How to investigate properly
- Site-specific search on each claimed outlet. "[platform name] site:forbes.com", "[platform name] site:nytimes.com", etc.
- Check the Wayback Machine. web.archive.org. Did the logos show up on the platform's site recently or have they been there for years? New additions after negative press is a pattern worth noticing.
- Check for a Press or Media page on the platform's site. A legitimate platform links directly to the articles. A scammy one just shows logos with no links.
- Google Images the logo grid itself. Sometimes the same exact graphic is used by dozens of unrelated low-quality sites, traceable to a single affiliate-marketing template.
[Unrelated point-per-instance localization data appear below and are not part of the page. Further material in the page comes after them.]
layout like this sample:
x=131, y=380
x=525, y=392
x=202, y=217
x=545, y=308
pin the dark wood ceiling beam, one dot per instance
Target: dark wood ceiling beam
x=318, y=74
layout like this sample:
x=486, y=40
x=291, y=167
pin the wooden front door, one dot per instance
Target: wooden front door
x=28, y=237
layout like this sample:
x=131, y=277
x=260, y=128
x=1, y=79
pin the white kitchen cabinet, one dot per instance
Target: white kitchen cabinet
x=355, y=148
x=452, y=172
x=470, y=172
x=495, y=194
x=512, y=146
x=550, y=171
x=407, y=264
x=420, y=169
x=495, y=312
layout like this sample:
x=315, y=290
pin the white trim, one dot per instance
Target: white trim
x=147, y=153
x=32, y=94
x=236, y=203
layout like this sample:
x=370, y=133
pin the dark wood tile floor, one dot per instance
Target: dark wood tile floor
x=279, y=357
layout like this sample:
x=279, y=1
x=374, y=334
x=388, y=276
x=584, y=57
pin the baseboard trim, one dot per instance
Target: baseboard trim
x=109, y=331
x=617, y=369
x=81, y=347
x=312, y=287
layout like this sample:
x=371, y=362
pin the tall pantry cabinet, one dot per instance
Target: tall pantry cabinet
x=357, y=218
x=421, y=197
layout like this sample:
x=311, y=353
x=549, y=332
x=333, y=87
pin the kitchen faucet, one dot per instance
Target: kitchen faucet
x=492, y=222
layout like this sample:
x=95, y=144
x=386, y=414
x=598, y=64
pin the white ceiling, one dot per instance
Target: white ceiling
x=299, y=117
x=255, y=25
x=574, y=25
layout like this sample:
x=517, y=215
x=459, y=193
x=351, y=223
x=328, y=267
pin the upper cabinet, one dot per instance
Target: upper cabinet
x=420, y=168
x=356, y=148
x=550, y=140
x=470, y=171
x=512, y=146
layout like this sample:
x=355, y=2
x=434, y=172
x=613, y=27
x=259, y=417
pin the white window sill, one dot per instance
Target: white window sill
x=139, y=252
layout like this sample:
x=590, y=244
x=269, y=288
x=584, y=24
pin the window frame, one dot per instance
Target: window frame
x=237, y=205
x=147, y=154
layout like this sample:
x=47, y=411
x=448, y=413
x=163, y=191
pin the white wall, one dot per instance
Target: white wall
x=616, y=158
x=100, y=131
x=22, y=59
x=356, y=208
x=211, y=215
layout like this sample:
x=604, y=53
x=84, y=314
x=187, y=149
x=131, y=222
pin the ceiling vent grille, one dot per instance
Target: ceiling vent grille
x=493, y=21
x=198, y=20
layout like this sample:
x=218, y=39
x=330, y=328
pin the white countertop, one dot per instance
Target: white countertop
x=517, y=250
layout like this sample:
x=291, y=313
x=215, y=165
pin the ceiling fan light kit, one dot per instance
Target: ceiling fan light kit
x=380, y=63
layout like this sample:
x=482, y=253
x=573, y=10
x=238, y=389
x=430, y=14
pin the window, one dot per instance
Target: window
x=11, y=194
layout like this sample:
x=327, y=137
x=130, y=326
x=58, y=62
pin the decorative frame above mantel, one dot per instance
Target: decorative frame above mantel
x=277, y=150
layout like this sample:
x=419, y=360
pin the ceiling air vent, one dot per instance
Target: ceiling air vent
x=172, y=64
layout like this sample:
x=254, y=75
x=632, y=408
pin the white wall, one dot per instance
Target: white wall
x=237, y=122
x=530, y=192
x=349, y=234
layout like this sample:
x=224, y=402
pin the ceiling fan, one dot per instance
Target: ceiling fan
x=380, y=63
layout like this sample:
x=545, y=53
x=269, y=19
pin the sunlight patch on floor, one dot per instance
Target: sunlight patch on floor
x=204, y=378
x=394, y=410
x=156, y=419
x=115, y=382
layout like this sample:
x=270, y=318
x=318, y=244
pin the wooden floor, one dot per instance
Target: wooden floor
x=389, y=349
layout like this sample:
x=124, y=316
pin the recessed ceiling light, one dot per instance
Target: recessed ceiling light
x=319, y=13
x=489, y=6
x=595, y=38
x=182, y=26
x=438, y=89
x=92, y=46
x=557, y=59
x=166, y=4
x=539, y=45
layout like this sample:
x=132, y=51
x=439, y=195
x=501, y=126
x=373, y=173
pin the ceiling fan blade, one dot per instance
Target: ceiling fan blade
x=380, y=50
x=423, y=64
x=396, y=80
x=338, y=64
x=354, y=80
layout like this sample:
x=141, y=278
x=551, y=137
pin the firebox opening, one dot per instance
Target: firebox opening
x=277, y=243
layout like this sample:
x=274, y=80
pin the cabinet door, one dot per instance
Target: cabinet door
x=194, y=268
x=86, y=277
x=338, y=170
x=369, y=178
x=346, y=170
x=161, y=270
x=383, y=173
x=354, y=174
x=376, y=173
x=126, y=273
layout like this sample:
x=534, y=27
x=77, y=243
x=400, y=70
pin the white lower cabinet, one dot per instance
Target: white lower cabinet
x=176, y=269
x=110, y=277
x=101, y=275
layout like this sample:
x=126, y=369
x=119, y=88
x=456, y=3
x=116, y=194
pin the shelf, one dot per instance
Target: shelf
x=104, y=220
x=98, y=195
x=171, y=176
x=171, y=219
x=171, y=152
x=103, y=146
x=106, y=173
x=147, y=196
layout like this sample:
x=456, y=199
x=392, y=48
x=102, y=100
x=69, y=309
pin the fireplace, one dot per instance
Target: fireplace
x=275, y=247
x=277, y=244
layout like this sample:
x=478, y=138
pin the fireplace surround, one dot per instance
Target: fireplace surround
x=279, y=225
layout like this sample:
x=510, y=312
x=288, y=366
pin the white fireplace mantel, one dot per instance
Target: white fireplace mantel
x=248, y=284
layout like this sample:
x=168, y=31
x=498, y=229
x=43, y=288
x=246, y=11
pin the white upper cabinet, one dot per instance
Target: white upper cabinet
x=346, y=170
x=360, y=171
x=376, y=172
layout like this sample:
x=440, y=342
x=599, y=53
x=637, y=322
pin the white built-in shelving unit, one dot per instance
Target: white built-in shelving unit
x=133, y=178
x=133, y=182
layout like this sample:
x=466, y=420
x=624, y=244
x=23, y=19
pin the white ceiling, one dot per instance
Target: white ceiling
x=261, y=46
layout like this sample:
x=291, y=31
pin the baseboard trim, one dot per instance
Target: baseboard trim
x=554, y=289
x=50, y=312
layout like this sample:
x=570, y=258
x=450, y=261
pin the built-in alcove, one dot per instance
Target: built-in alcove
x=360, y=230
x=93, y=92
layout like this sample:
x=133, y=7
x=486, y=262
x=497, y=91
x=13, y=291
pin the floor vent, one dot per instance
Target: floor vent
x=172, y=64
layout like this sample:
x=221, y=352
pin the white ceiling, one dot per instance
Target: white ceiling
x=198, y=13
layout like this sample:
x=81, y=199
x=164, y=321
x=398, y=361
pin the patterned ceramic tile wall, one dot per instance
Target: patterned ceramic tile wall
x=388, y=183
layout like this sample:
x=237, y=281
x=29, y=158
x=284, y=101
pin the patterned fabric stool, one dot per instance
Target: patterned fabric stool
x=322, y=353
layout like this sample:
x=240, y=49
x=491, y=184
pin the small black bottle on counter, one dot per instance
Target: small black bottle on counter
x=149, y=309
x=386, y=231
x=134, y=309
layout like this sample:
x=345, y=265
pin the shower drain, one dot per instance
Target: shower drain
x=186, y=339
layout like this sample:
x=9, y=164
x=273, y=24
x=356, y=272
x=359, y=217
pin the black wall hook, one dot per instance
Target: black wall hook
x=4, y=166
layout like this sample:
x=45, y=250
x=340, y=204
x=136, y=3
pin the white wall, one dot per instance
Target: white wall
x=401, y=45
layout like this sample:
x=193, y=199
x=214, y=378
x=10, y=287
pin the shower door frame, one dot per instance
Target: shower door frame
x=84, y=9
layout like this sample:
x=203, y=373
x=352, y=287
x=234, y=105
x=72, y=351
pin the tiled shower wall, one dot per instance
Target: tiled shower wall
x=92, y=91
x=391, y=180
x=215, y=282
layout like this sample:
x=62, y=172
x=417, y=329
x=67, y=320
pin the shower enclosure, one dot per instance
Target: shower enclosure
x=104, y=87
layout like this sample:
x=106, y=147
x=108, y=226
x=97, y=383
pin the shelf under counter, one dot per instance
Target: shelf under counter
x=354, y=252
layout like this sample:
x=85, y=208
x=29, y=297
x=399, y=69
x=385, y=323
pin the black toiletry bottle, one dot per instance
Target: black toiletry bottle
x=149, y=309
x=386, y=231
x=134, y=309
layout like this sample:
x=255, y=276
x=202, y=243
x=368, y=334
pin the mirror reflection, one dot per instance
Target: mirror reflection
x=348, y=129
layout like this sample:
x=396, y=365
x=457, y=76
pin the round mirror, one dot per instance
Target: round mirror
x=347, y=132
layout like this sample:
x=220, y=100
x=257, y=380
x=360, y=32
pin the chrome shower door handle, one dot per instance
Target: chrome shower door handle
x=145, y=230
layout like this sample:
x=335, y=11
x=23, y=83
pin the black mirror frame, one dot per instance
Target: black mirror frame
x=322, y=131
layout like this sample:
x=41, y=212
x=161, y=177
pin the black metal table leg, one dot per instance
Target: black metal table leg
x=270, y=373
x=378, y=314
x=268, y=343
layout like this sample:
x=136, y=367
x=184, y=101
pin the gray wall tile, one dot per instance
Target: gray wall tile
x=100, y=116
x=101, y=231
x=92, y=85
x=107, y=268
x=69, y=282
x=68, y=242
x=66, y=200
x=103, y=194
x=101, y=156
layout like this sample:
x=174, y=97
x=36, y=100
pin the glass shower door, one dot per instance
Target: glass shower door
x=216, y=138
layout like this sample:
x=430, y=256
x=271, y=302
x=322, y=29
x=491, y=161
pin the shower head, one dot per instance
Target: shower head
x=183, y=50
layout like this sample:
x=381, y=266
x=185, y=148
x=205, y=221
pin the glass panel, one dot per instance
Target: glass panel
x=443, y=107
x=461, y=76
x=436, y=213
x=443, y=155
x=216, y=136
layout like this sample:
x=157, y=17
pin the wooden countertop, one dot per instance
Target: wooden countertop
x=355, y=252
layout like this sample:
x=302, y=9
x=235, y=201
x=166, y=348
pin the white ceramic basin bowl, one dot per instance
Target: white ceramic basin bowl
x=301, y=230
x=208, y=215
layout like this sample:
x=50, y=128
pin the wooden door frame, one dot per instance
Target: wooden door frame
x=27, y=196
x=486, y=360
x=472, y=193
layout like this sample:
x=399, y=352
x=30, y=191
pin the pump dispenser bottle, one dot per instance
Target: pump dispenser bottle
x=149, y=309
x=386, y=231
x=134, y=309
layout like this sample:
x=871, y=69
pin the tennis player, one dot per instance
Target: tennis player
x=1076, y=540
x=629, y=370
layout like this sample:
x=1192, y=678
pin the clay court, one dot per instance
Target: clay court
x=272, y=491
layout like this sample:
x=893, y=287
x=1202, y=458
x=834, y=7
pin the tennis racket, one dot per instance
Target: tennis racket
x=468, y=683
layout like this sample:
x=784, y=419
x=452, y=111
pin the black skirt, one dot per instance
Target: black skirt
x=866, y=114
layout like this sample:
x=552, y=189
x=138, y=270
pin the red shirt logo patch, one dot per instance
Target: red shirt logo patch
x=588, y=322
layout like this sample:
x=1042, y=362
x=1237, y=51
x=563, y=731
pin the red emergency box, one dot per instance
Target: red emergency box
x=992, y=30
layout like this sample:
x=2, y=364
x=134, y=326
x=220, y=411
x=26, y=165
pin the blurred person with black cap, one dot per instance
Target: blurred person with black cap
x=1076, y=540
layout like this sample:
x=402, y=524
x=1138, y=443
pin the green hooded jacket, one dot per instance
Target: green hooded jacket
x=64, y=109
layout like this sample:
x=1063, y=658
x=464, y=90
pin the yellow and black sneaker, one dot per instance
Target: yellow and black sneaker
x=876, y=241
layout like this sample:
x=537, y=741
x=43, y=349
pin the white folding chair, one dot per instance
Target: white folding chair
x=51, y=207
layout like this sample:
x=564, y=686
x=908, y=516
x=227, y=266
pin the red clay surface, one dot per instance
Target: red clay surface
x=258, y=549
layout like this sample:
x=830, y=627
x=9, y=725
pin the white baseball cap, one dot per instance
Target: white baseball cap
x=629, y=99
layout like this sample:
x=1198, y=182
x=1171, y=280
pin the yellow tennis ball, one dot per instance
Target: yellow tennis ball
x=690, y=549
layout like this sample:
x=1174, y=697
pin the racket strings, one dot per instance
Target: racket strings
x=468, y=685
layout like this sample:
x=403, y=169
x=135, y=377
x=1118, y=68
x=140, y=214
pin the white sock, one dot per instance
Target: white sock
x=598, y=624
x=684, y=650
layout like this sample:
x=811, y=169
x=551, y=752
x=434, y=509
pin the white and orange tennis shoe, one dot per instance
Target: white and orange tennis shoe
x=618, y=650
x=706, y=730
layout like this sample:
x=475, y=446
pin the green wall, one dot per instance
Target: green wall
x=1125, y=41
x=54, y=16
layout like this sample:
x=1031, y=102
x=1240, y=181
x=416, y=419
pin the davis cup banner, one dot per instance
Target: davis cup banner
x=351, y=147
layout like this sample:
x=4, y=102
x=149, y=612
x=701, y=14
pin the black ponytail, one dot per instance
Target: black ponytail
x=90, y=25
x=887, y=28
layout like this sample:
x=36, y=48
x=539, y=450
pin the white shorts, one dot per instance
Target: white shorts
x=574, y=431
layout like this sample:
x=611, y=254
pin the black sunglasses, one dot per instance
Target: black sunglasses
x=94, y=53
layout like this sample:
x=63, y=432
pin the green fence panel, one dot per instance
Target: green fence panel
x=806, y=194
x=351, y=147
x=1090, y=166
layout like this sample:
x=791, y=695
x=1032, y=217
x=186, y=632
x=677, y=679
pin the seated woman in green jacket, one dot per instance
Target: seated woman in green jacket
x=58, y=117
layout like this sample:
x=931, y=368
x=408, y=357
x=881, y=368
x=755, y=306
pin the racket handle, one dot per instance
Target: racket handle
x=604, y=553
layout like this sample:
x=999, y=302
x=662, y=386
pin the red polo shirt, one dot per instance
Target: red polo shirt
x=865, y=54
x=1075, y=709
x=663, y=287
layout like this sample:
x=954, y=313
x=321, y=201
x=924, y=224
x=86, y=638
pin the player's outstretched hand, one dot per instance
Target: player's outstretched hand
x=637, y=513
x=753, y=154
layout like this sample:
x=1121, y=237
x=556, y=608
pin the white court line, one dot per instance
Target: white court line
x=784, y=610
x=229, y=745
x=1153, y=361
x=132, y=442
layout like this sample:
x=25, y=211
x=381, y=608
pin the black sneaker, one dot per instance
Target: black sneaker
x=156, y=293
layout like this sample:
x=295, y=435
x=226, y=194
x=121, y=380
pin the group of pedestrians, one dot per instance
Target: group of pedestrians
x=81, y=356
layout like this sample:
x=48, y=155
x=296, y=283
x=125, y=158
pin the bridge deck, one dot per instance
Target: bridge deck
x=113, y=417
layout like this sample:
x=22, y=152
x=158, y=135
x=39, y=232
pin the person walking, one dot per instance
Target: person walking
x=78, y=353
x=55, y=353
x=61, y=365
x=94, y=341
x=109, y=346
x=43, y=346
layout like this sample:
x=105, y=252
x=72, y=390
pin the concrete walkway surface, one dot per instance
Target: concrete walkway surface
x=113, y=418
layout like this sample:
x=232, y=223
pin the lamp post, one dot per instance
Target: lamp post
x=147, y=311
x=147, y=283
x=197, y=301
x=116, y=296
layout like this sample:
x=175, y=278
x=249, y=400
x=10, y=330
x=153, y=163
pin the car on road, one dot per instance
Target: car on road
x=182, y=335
A real test — an article about this industry
The GLP-1 telehealth category has had meaningful coverage in The New York Times, Bloomberg, Reuters, STAT News, The Wall Street Journal, and Business Insider. Mostly not flattering. A platform that appears in those articles is usually named in the context of FDA scrutiny, patient safety concerns, or the general regulatory mess of 2024–2025. "As seen on The New York Times" is sometimes a platform claiming a piece about how the FDA is investigating them.
What a legitimate "press" page looks like
- Direct links to each article, not just logos.
- Article dates and author names.
- Direct quotes pulled from the articles with citations.
- A mix of outlets, including some smaller trade or industry publications (real companies get covered in industry journals before they get into Forbes).
- Reasonable recency — at least one article from the past 24 months.
What a fabricated press section looks like
- Logos only, no links.
- The biggest-possible outlets (NYT, CNN, Forbes, NBC) with no smaller industry mentions.
- No dates.
- Weirdly curated "awards" badges from organizations nobody has heard of.
- Logos for outlets that have never covered healthcare companies (e.g., "As seen on MTV").
Why this matters
The logo strategy works. Even sophisticated readers see a grid of Forbes-NBC-NYT logos and unconsciously weight it as a trust signal. That's exactly why operators use it. The five minutes it takes to verify are low-effort, high-value — and they filter out a significant chunk of the sketchier end of the category.